Your AI agent forgets everything when the session ends. Fireteam fixes that.
A .fireteam/ folder in your project gives your AI agent persistent memory — mission context, task state, progress checkpoints, and structured notes that survive session restarts, context limits, and crashes. No server. No database. Just markdown files.
Works with Claude Code, Codex, Antigravity, Cursor, Aider, Windsurf — anything that reads files.
New here? Read the Getting Started Guide — zero jargon, step-by-step.
Download Download the Claude Skill and upload to Claude:
Claude.ai: Settings → Capabilities → Skills → Upload fireteam-skill.zip
Claude Code: Drop the skill/fireteam/ folder into your skills directory
Then just say:
"Set up a fireteam for this project"
That's it. Claude sets up the mission, breaks work into tasks, and starts executing. When the session ends or crashes, everything is saved. Next session picks up where you left off.
Every AI coding session starts from zero.
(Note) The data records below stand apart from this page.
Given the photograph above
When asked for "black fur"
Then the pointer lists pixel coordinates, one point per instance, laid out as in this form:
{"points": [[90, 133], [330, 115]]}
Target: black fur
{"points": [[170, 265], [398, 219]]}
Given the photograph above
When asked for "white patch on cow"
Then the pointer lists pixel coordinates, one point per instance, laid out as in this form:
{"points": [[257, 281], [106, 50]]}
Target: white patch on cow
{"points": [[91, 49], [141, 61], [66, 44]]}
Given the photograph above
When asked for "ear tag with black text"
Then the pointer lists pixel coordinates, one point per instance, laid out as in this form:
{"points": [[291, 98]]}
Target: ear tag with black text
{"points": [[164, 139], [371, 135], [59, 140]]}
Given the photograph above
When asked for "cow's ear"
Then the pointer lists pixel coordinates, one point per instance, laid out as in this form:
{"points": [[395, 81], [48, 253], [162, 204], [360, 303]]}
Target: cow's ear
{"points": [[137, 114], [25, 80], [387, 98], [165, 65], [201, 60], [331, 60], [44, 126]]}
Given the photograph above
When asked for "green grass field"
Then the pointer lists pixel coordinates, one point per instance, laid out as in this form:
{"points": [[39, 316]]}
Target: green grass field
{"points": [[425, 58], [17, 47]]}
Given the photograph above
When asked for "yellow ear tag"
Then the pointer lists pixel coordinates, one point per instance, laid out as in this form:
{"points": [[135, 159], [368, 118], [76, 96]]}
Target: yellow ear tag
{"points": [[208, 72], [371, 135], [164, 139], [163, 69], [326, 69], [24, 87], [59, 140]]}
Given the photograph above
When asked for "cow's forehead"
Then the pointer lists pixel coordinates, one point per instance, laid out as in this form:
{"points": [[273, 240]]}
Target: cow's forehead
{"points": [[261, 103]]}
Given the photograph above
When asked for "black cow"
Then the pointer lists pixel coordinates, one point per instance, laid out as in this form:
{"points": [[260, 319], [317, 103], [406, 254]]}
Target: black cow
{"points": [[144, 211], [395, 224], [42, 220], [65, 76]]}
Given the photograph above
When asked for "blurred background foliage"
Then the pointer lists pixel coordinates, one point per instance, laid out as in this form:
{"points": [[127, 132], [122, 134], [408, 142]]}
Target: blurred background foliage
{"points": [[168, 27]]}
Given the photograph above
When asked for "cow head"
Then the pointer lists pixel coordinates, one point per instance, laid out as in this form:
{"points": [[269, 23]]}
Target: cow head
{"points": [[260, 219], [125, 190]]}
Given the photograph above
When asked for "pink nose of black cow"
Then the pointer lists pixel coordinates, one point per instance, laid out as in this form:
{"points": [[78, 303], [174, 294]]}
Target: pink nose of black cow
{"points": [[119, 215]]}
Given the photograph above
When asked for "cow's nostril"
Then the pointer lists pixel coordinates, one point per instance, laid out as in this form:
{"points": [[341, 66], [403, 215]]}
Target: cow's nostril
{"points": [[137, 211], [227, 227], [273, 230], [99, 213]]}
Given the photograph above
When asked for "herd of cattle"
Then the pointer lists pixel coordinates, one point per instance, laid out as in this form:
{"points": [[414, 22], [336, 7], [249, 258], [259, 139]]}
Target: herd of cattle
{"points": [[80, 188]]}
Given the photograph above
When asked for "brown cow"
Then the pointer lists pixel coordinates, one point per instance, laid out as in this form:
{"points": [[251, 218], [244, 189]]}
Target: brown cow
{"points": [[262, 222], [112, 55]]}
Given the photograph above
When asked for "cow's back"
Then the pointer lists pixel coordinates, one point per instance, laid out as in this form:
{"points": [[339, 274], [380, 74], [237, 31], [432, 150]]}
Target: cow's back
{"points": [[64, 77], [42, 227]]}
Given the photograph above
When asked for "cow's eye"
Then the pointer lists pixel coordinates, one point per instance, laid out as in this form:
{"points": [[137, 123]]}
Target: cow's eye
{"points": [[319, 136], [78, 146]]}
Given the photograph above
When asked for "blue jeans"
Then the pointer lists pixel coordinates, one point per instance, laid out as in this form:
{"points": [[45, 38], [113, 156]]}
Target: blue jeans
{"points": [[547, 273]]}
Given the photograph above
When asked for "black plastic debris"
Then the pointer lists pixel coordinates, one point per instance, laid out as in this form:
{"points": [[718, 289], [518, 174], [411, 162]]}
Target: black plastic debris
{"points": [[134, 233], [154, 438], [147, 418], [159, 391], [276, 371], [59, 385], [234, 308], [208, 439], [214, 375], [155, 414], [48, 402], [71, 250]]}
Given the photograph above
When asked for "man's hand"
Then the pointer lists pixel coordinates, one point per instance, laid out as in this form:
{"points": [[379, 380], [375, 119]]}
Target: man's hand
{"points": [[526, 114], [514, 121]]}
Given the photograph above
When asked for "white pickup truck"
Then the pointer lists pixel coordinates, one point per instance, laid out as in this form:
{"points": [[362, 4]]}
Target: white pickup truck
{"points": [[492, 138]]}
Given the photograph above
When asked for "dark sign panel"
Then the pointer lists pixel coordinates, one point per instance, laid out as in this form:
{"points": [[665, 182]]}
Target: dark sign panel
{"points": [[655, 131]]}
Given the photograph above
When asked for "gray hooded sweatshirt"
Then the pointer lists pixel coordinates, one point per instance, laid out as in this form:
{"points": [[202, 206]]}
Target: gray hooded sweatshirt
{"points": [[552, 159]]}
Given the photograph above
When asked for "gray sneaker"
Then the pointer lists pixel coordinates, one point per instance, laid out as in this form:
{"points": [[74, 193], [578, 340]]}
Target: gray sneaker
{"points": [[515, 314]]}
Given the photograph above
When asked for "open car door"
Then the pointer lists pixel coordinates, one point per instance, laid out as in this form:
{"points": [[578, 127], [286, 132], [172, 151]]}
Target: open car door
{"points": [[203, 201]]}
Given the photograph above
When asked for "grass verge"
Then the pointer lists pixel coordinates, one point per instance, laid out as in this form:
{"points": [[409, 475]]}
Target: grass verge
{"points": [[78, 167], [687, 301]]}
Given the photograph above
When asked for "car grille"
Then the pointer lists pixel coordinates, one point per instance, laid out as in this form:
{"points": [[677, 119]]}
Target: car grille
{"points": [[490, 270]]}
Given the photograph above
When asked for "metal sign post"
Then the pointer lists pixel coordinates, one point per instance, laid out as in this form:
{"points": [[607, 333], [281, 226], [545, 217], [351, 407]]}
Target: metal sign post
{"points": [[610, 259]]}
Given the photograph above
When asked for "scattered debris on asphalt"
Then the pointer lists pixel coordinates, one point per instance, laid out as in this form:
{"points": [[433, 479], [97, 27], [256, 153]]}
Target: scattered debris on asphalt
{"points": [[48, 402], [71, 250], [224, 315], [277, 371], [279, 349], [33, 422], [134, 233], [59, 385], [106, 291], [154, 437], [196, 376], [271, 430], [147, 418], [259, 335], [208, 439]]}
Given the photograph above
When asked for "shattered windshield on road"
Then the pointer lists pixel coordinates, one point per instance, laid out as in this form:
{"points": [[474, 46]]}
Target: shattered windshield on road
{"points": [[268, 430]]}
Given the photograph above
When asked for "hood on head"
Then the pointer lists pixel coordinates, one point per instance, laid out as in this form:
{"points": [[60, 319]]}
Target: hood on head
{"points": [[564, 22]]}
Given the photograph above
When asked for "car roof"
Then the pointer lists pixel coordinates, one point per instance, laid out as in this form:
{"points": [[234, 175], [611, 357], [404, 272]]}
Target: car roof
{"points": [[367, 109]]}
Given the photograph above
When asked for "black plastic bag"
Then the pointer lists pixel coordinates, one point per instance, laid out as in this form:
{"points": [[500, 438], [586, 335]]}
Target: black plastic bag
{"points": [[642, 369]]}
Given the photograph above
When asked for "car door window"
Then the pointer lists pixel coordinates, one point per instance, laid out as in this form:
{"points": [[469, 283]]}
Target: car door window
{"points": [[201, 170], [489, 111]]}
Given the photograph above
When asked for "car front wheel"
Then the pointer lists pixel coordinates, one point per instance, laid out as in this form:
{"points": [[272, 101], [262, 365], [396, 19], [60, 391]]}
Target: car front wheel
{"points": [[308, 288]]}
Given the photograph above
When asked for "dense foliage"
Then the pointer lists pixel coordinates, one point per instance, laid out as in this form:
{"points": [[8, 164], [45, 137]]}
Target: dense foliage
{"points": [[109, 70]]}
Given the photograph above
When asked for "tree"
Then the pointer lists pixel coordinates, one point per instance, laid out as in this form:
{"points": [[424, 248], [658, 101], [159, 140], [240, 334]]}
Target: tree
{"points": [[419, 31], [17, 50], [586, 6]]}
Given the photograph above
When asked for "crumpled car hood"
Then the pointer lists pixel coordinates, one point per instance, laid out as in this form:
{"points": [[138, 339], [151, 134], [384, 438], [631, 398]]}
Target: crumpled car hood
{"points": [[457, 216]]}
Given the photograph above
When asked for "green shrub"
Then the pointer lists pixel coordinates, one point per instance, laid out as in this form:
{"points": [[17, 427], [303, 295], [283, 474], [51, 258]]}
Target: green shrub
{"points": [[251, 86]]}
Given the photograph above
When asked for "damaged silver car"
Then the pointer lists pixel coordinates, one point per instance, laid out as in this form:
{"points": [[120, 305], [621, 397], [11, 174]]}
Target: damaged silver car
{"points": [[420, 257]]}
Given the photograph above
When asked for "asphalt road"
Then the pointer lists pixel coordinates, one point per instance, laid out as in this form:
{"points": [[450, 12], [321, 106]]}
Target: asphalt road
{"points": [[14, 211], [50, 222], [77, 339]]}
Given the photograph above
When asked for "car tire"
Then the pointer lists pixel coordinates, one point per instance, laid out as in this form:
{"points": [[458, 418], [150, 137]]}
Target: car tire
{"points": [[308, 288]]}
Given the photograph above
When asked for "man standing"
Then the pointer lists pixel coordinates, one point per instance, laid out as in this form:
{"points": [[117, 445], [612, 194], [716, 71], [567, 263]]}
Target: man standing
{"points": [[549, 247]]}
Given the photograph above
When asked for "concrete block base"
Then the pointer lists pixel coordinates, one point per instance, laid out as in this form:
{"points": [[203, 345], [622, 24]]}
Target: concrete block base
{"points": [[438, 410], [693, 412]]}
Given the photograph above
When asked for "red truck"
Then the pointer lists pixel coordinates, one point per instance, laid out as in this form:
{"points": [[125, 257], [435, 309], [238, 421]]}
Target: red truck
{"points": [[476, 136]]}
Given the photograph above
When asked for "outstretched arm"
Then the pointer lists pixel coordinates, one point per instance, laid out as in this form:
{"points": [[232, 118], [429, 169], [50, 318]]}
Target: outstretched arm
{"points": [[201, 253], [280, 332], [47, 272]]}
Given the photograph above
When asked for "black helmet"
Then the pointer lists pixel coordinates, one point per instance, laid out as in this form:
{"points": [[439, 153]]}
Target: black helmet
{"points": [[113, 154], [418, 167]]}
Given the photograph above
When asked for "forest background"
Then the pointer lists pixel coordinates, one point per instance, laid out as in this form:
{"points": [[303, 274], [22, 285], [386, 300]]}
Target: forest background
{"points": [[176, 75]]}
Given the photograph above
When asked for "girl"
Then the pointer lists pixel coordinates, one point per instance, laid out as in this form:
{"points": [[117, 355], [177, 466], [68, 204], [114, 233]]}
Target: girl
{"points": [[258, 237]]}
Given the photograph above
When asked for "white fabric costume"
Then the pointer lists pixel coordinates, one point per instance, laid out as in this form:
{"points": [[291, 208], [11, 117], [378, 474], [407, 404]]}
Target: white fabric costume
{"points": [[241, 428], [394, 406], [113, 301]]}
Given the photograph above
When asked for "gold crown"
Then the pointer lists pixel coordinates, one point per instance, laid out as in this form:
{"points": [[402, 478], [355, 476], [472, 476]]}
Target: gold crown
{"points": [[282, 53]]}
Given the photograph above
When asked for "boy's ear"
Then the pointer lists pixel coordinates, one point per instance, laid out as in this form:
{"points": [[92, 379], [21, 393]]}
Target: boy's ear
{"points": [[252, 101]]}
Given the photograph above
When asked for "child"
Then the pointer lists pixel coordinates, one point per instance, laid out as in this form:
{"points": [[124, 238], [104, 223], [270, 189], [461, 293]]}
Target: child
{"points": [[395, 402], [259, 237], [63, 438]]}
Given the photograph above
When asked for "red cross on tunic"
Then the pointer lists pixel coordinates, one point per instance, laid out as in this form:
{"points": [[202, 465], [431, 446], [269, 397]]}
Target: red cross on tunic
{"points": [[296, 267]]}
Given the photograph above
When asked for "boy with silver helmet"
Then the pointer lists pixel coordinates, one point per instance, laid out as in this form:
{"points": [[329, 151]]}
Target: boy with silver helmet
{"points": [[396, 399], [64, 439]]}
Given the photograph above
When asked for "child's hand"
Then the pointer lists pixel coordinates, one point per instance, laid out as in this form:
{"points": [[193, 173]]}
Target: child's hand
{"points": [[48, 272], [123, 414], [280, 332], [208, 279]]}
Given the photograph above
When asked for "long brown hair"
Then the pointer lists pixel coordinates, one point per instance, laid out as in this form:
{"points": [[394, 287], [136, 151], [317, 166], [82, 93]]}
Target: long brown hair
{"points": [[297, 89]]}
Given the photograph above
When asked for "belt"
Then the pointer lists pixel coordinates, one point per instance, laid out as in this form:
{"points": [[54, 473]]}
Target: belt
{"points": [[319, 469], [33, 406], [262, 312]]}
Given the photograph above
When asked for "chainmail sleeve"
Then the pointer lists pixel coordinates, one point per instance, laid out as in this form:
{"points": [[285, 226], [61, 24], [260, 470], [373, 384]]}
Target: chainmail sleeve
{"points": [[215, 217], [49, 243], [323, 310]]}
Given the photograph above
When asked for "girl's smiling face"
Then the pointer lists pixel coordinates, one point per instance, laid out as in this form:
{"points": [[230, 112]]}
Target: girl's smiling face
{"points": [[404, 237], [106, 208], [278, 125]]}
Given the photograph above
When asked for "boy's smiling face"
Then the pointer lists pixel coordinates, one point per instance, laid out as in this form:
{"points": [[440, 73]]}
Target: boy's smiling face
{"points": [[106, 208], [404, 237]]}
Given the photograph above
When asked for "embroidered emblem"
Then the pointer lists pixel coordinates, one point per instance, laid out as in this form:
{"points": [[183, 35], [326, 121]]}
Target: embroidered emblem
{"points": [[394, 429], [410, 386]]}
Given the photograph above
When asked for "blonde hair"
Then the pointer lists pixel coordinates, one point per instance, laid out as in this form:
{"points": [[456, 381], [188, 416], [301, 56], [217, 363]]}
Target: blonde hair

The agent doesn't know what you built yesterday, what decisions were made, or what's left to do. You spend the first 10 minutes re-explaining context every single time.
Fireteam gives your agent a persistent project brain:
.fireteam/
├── MISSION.md ← what we're building and why
├── BOARD.md ← tasks and their status
├── INTEL.md ← stack, file paths, API contracts, key decisions
├── tasks/OBJ-001.md ← each task with goal chain and acceptance criteria
├── handoffs/ ← structured notes between tasks
├── checkpoints/ ← saved session state (every 15 min)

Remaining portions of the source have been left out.